Horvitz once dabbled in an array of old school electronic effects and vintage keyboards, from Hammond organ to DX-7, but he limits himself here to piano with only the occasional foray on synthesizer. This stripped-down ensemble sound highlights his gradual drift towards a more melodic and populist sensibility in ways his more amplified projects like Pigpen or Zony Mash obscured it with their focus on groove and density.
In the confines of this spare acoustic setting, his delicate and nuanced piano playing is given center stage. Only on the assertive "Reveille" does he really plug in, summoning watery, gamelan-influenced arpeggios and crashing, metallic synth shards over the clarion calls and staccato interjections of the ensemble.
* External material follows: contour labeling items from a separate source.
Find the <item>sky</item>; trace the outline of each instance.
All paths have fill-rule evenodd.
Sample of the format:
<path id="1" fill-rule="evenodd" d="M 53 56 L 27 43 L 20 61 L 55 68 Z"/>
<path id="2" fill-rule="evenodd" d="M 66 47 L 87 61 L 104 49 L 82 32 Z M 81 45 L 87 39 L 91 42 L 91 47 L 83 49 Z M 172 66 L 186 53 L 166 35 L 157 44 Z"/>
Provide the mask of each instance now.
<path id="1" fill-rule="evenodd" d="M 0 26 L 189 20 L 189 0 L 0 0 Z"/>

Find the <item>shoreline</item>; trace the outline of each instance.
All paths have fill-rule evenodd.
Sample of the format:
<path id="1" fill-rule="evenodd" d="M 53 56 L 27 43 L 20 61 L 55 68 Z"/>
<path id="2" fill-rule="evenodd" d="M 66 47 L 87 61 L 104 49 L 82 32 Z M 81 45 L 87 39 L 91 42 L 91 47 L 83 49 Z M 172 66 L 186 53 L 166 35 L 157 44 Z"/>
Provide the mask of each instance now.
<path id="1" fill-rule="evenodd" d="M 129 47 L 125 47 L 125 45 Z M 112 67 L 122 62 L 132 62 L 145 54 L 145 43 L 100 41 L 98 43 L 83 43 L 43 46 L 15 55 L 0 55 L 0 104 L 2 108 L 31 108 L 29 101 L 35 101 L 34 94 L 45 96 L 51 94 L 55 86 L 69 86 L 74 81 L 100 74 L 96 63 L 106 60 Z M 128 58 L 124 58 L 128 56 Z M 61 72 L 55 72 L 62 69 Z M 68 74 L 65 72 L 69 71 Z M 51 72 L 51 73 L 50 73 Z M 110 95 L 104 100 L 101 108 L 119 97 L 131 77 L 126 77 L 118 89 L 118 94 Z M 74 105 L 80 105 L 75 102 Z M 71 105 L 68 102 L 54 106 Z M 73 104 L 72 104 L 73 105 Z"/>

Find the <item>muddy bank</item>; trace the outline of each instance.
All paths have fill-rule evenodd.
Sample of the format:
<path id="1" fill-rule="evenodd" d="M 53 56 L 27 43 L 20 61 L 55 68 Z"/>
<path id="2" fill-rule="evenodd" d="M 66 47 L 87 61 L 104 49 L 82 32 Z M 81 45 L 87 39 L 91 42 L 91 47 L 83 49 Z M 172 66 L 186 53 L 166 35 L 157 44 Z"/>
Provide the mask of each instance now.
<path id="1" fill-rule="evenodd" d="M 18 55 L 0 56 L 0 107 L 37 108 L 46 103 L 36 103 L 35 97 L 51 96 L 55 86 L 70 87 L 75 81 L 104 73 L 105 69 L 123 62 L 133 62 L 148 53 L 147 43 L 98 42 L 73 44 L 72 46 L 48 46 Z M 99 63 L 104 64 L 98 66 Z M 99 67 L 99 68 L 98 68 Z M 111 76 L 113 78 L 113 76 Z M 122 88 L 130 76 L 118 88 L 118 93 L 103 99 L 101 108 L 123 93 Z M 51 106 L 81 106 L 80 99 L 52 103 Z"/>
Bassoonist Sara Schoenbeck and cellist Peggy Lee contribute lithe lines and fragile phrases alongside occasionally terse passages. Schoenbeck's playing veers from tranquil rumination to agitated, multiphonic fanfare. Lee fluctuates between cinematic lushness and sinuous audacity. Alternating between refined support roles and featured solo interludes, these two players span the entire history of their respective instruments.
As a regular sideman of guitarist Bill Frisell, trumpeter Ron Miles' familiar brassy refrains are instantly identifiable. The singular stylist's inventive contributions to this record are among its many riches, including emotionally vulnerable and adventurously exploratory solos on the beautifully haunting title track and the epic album centerpiece, "Berlin 1914." Like Frisell's rhythm section-less album Quartet (Nonesuch, 1996), this record traffics in dusky pastoral Americana, albeit with a more wintry sheen.
The Gravitas Quartet occupies a conceptual no man's land somewhere between nostalgia and the future, where pensive, minor-key piano excursions are joined by stately cello, regal bassoon, ghostly trumpet and burbling electronics. Way Out East perfectly assimilates Horvitz's bittersweet melodies and sci-fi futurism into a synchronous sound world all his own.